Selama ini dari sumber mana anda mengambil dan mengamalkan agama Islam? Sebuah pertanyaan penting. Perhatikan kenyataan di masyarakat kita! Ada sebagian orang yang hanya mengikuti hal-hal yang ringan dan yang gampang saja, mereka bergembira dengan fatwa-fatwa yang cocok dengan seleranya. Bahkan sebagian mereka jika mendengar fatwa yang cocok dengan hawa nafsunya langsung bergembira dan memuji sang Mufti setinggi langit, “Ini Syaikh benar-benar alim, ini Syaikh yang paham terhadap waqi’ (kondisi), dialah obat penawar bagi kaum muslimin dan lain sebagainya.”

Dia katakan demikian fatwa itu, meskipun isinya bertentangan dengan Kitabullah dan Sunnah, atau merupakan pembodohan terhadap umat, yang termasuk bentuk meremehkan nash-nash syari’at, atau siasat untuk memilih pendapat yang enteng dan lemah belaka. Pokoknya menurut mereka namanya fatwa, ya fatwa.

Padahal Allah subhanahu wata’ala pada hari Kiamat nanti akan bertanya dengan sebuah pertanyaan,
“Dan (ingatlah) hari (di waktu) Allah menyeru mereka, seraya berkata, “Apakah jawabanmu kepada para rasul?” (QS. Al-Qashas: 65)

Dia tidak bertanya tentang Syaikh Fulan dan Fulan tetapi tentang ittiba’ terhadap Kitab dan Sunnah. Maka sekali lagi perlu ditegaskan pertanyaan, “Apa yang menjadi sumber kita dalam beragama?

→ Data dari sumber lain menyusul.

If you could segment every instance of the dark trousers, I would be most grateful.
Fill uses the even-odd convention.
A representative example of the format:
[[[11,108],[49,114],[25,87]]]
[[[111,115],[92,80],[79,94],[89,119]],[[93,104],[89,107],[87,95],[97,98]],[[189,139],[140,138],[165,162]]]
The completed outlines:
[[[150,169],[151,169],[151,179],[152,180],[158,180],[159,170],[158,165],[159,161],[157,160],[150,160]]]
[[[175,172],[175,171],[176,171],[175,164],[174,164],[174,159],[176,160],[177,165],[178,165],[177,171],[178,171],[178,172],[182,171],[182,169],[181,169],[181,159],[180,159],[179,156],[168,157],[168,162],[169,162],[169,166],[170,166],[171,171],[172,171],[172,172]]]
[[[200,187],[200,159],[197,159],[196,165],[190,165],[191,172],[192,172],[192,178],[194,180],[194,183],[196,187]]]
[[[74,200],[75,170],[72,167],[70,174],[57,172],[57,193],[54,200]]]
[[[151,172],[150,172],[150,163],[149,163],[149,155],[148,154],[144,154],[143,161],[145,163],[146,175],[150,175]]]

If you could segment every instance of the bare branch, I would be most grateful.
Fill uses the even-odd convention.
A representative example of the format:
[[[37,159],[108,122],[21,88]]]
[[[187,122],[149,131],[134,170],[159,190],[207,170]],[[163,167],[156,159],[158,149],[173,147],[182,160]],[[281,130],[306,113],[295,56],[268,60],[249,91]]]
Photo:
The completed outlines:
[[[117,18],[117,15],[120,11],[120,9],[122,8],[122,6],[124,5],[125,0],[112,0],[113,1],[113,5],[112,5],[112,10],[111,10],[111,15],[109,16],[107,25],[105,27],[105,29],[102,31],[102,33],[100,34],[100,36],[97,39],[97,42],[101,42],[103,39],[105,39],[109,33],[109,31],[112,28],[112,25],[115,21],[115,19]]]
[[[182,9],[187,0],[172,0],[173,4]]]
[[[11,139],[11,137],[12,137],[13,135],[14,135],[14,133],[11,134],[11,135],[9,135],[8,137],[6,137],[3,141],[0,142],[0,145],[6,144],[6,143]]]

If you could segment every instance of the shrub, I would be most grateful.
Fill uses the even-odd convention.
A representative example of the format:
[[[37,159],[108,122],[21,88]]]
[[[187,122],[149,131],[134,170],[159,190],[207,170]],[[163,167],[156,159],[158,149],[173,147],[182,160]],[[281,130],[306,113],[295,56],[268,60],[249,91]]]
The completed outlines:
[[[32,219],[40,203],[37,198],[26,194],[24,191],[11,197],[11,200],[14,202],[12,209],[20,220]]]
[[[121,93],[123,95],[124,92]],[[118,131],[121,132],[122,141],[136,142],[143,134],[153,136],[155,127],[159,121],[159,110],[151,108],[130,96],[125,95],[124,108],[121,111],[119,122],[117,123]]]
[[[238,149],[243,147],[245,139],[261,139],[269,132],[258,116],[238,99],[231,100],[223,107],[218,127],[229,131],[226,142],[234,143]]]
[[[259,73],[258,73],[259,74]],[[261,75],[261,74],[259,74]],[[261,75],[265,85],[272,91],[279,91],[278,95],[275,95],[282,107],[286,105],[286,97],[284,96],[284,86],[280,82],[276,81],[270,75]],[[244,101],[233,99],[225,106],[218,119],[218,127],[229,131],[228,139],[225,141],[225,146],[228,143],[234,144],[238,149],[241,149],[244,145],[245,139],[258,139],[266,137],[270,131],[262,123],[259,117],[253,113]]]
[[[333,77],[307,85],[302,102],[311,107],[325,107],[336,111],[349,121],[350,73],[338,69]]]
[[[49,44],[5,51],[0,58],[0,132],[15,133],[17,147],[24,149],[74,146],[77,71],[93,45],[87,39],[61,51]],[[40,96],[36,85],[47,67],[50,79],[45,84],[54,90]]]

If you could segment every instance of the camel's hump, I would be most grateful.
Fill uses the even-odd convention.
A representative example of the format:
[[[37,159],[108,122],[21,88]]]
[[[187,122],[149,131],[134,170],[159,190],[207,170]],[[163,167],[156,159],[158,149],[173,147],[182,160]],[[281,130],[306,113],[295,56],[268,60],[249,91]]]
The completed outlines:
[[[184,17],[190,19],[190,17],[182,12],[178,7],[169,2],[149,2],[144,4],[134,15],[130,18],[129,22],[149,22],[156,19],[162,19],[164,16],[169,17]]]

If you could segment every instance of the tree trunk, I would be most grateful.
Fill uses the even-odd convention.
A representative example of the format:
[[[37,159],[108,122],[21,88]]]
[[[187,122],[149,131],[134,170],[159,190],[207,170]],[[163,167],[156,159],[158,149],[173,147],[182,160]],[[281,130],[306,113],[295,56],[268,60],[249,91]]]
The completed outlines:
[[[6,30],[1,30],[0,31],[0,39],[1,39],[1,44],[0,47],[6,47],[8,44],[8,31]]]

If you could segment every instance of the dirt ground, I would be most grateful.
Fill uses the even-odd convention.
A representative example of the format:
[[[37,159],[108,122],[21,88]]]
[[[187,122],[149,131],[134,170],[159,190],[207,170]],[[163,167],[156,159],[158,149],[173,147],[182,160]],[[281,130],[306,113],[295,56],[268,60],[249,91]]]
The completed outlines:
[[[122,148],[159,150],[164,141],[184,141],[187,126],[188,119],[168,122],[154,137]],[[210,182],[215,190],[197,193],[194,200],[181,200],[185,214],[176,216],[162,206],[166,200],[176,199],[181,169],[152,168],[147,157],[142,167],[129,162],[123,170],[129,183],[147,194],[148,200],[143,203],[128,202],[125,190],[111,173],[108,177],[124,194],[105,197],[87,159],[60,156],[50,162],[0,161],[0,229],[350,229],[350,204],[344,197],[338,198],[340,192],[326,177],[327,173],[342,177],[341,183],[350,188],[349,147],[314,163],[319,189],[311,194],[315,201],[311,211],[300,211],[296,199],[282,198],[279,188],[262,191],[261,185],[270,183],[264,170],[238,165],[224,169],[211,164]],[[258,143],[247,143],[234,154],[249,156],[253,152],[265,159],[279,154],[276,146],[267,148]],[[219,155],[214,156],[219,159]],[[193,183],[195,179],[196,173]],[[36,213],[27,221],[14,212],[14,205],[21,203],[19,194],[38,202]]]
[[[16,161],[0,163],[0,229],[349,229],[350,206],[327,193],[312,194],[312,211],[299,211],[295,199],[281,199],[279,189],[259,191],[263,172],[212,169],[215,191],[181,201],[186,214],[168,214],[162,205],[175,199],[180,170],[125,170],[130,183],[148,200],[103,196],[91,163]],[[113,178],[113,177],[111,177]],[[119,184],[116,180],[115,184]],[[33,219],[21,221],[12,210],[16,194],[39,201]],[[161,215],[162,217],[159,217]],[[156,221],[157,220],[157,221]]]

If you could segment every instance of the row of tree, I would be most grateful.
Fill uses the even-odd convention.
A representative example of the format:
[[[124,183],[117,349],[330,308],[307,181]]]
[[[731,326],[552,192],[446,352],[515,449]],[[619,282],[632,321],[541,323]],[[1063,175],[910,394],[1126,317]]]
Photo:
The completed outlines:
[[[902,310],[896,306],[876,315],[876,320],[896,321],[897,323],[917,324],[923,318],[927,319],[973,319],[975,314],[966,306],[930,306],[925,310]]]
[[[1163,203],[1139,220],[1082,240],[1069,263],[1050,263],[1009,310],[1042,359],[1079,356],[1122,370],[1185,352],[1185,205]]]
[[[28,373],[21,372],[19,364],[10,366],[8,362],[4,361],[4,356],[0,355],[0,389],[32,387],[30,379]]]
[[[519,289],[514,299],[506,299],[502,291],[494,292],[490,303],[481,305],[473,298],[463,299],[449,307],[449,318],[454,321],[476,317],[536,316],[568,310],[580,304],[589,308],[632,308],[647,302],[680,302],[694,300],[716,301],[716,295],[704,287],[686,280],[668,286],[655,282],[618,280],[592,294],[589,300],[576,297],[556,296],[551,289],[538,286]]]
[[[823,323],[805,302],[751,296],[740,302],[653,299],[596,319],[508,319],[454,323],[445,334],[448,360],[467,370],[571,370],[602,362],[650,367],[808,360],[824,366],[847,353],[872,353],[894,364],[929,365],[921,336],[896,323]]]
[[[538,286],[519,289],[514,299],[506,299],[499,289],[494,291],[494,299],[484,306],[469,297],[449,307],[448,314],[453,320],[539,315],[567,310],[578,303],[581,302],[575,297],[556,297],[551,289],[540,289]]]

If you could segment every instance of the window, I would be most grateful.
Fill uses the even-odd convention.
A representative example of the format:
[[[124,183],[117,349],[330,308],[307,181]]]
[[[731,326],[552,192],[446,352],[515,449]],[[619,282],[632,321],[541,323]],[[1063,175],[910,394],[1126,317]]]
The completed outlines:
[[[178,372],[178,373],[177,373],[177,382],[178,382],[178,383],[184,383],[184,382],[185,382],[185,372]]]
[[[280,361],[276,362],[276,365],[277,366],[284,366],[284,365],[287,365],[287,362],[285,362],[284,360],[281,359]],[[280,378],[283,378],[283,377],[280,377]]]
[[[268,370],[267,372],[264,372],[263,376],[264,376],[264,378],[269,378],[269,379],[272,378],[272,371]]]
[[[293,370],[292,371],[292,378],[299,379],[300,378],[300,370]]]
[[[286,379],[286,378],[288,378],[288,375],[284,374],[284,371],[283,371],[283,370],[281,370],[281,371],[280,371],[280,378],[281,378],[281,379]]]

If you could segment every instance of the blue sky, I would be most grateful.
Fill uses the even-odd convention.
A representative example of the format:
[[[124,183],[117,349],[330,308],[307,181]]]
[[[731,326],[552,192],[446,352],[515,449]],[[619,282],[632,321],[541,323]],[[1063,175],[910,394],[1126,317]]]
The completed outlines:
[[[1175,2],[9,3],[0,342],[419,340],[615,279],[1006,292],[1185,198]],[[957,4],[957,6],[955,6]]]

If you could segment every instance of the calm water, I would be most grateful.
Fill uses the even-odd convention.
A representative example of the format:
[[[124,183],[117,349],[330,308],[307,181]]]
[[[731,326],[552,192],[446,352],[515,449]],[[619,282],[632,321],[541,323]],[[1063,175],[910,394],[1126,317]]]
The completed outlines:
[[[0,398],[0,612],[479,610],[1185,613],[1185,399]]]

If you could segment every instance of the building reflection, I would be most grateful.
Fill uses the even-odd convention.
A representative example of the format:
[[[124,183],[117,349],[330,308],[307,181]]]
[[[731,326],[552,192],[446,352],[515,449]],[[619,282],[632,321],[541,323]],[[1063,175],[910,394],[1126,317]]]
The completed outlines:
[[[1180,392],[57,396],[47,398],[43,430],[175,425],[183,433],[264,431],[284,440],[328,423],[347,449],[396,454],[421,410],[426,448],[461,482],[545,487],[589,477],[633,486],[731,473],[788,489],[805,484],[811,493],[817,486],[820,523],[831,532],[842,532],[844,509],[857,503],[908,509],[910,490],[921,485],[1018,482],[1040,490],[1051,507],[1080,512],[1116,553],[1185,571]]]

Apakah setiap orang yang mengenakan jubah dan sorban lalu tampil di televisi, memulai dengan alhamdulillah menutup pembicaraannya dengan wallahu a’lam maka berarti dia seorang mufti?

Apakah semua orang dapat kita jadikan sebagai sumber dalam beragama? Sesungguhnya ukuran yang selayaknya digunakan untuk menilai sebuah fatwa adalah kesesuaiannya dengan Kitabullah dan Sunnah. Allah subhanahu wata’ala berfirman, artinya,
“Maka berilah keputusan (perkara) di antara manusia dengan adil dan janganlah kamu mengikuti hawa nafsu, karena ia akan menyesatkan kamu dari jalan Allah.” (QS. Shaad: 26)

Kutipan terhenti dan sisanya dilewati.